El conductor la miró, intrigado. Sentía unas ansias irrefrenables de decirle a esa chica que no hacía otra cosa que pensar en ella. Avergonzado, se recordó a sí mismo que estaba muy por encima de sus posibilidades. Ella, una mujer fuerte y valiente que siempre viajaba sola y él, el típico soñador timorato que se colocaba una alianza falsa en el dedo porque le daba la seguridad en sí mismo de la que normalmente carecía. “Hace falta valor”, se dijo, frotándose el dedo anillado en un gesto de desesperación extrema. “Hace falta valor para estar con una chica así. Pero si ella no se atreve, tendré que dar yo el primer paso”. Allá arriba, las cordiales luces de las estrellas encendían la llama de una confabulación milenaria dictada por los antiguos dioses del amor y el desencuentro.
Kilómetro ciento cincuenta. El autobús ronroneaba quejumbrosamente mientras la aurora se filtraba por las resplandecientes ventanillas, que parecían ojos color violeta llorando lágrimas de vapor condensado. El viejecillo se agitaba espasmódicamente en su asiento, luchando por zafarse de la terrible pesadilla que le acosaba. La chica, un hombre de mediana edad que se había incorporado a la expedición en el kilómetro ochenta y una señora forrada en pieles de zorro se levantaron y acudieron presurosos a calmar al pobre anciano, quien abrió los ojos con dificultad y preguntó a la concurrencia: “¿Dónde estoy?”. El hombre de mediana edad pensó una respuesta sencilla para tan complicada pregunta y, tras dudar algunos momentos, respondió: “Nadie lo sabe. Probablemente llevamos viajando toda la eternidad, pues yo no recuerdo haber tenido una vida anterior a este viaje. Quizás sólo seamos fruto de un sueño”. Ante ellos apareció una gran llanura y, en el horizonte, los verdes irisados de una marisma habitada por caballos salvajes. Al viejo le complació la respuesta filosófica de su compañero y, sonriendo, volvió a quedarse dormido.
El conductor anunció la parada número veinte; algunos viajeros se apearon y otros nuevos llegaron, completándose el círculo perfecto de la ajetreada vida de los que continuamente se están desplazando sin moverse del sitio. A la chica le pareció agradable sentarse al lado del viejo y oír por un rato la historia de su vida: “Voy al fin del continente, al mar, a ver morir las ballenas. Quizás su contemplación me ayude a mí cuando esté en trance semejante”, musitó el anciano, con los ojos llenos de emoción. La joven comprendió, a pesar de sus pocos años, que el hombre estaba realizando el que probablemente sería su último viaje, y decidió que se quedaría con él hasta el final del trayecto. Ahora atravesaban una ciudad: rascacielos de cemento y acero se adherían al las ventanillas como visiones borrosas de anodina uniformidad monocorde.

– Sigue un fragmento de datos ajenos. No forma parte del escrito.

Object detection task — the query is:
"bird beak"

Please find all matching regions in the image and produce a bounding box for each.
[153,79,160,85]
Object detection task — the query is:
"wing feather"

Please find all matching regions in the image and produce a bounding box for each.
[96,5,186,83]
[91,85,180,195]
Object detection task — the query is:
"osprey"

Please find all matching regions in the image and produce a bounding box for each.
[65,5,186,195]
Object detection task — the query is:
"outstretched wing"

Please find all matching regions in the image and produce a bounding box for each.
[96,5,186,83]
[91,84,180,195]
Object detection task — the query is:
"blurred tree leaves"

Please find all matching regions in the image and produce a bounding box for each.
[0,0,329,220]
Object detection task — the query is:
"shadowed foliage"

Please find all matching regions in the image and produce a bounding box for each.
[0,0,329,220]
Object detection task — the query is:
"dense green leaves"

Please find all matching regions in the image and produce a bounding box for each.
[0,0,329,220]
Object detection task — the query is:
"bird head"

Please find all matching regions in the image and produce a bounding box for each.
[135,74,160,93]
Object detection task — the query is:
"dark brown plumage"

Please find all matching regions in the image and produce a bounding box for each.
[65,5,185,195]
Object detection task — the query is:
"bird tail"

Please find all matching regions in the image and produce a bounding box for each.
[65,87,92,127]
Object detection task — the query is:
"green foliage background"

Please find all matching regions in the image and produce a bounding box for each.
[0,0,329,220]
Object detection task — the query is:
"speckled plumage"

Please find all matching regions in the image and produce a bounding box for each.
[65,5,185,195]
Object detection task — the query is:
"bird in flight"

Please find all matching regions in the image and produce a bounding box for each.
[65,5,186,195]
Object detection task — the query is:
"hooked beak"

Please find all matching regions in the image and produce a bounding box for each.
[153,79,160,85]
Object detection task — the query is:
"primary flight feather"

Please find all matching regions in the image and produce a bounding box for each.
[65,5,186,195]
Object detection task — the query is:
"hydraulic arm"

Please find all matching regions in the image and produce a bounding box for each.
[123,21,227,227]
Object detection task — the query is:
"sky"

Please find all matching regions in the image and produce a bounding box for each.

Un hotelito en el kilómetro doscientos veinte y parada para pernoctar. El conductor se había armado de coraje y se dirigía con paso acelerado al hall de la recepción, donde la chica y el viejo departían amigablemente. “No estoy casado”, le dijo, cuando alcanzó con sus labios temblorosos la altura de las orejas de la muchacha. Ella tenía ahora en sus manos el dilema de pasar su primera noche de amor en los brazos de aquel hombre vigoroso, o continuar con su propósito de no dejar solo al anciano ni un solo minuto. El viejecillo era un hombre sabio y pudo interpretar el lenguaje de las miradas, de los gestos, de las caricias apenas esbozadas, del deseo frustrado en las retinas de los dos amantes. Así que prácticamente arrastró a la chica hasta la habitación del chófer y llamó suavemente a la puerta con sus callosos nudillos. “Hasta mañana”, dijo el viejo, con dulzura.

Las zapatillas de la chica estaban esparcidas por la habitación esperando a que su dueña se decidiera a salir de la cama. Era muy temprano, apenas las siete, cuando los enamorados se dieron los buenos días con un beso. “No tengas prisa. Nadie sabe cuánto durará este viaje, ni adónde nos llevará. Lo importante es lo que vivamos mientras, no lo que nos espera al final”, aventuró el muchacho mientras chupaba el filo mojado del primer cigarrillo de la mañana. Pero ella ya no escuchaba, y corría escaleras abajo tan rápido que peligraba el entero equilibrio del universo. En la recepción le dijeron que el anciano no había dormido en su cuarto, pero ella ya sabía que había pasado la noche allí, agazapado, esperándola, sentado en el desvencijado asiento que le había tocado en suerte: número veinticinco, pasillo, fumador empedernido.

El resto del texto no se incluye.